Many creative people pastiche a living from a potpourri of jobs and positions. Consider Hollywood, where everyone is something by way of something else. Writer-Directors are not uncommon, ditto actor-waiters, or as likely, actor-baristas, writer-baristas. And then there’s the occasional marketplace fluke, the barista-barista who naturally specializes in doubles.

Hyphenated job titles are a new kind of binomial nomenclature. Like the two-for-one Latin names used by biologists to describe flora and fauna by genus and species, we’re all Homo sapiens and some of us even have jobs.

The poly-hyphenate next door

I currently fancy myself a writer-director-coach-consultant. This means I direct writing — my own and others’ — and perhaps with a whistle depending how literally the client reads “coach.”

Polyhyphenate job titles sometimes look like some kind of careerist math problem as if the hyphen is a minus sign. It’s like subtracting one position at the cost of the other. Thus “writer – director =” Would that be… A writer without direction? (I can help you with that — click here.)

Too many hyphens on one’s curricula vitae and it reads like Morse code. If you’re wondering, -….- is what a hyphen looks like to a telegraph. It’s a zombie face done in ASCII art.

When you think about it, we’re all poly-hyphenates. One’s professional appellatives only describe a dimension or two of one’s identity. There are also one’s family roles, social functions, personal pursuits of all stripes, criminal proclivities, phobias, etc. If they were all strung together with hyphens, they would probably be as long as our personal genomes. And I only see more on the horizon, looming like some vast monolith a la 2001: A Space Odyssey but on its side.

Poly-hyphenate job titles won’t win anyone points in Scrabble (hyphens are verboten) but they will make your obituary more fun to read. Sure, you might be the “beloved wife, mother, daughter, sister,” etc., but everyone else knows you as that sustainable-social-media-marketing-barista-barista.

‘Shotgun’ is not hyphenated btw.

It could be worse. I sometimes wonder about those who have hyphenated or “double-barreled” names as they’re sometimes called. The etymological root of the term, I assume, can be traced back to someone’s shotgun wedding.

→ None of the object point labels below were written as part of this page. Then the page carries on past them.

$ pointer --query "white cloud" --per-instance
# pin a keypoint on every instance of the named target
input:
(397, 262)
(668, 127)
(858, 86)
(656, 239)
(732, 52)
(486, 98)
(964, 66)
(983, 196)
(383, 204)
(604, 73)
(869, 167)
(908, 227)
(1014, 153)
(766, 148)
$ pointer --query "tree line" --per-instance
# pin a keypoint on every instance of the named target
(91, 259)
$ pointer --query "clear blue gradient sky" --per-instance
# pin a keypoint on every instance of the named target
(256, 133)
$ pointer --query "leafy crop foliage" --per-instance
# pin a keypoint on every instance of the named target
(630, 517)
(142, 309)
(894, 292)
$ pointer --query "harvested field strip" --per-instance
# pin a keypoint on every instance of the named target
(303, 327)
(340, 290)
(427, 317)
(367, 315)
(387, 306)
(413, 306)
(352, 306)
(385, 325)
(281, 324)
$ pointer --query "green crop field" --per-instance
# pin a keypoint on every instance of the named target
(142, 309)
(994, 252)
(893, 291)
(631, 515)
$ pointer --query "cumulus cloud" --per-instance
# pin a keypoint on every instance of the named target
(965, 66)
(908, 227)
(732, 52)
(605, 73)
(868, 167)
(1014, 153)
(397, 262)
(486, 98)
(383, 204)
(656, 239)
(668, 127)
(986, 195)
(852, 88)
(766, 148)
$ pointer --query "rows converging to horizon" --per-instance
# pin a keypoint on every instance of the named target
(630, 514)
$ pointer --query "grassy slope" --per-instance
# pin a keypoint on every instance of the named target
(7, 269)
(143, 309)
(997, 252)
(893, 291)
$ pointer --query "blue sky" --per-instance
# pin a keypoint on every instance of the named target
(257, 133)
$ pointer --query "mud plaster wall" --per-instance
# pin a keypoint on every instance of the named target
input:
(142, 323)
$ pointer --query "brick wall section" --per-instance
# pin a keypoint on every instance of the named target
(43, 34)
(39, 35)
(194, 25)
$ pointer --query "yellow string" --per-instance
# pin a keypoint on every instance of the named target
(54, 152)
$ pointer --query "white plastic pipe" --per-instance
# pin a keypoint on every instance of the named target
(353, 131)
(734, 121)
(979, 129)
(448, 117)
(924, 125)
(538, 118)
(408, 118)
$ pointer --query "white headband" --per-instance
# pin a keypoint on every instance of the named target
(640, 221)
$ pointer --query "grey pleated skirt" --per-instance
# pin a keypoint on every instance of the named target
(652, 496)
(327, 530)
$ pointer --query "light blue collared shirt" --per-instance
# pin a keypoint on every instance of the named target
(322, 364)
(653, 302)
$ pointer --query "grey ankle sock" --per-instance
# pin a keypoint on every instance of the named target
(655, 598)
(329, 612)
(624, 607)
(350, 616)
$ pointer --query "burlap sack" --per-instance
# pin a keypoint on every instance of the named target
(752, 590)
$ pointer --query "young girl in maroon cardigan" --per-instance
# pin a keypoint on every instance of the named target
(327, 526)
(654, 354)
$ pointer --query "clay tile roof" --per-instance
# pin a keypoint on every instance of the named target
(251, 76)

Among the more famous of the double-barreled is aviation pioneer Alberto Santos-Dumont, who preferred to use an equal sign in lieu of a hyphen in his conjoined surname. No one honors that now — he piloted a small dirigible to the cafes of fin de siècle Paris, so we might disregard his glyphic affectation as full of hot air.

Is it too pollyannaish to hope that our poly-hyphenate jobs will someday knit into a single title? Probably. But dreams do come true. I mean, is it too hard to imagine that Pollyanna might once have been Polly-Anna?

poly-hyphenate
Hayley Mills as the non-hyphenated title character.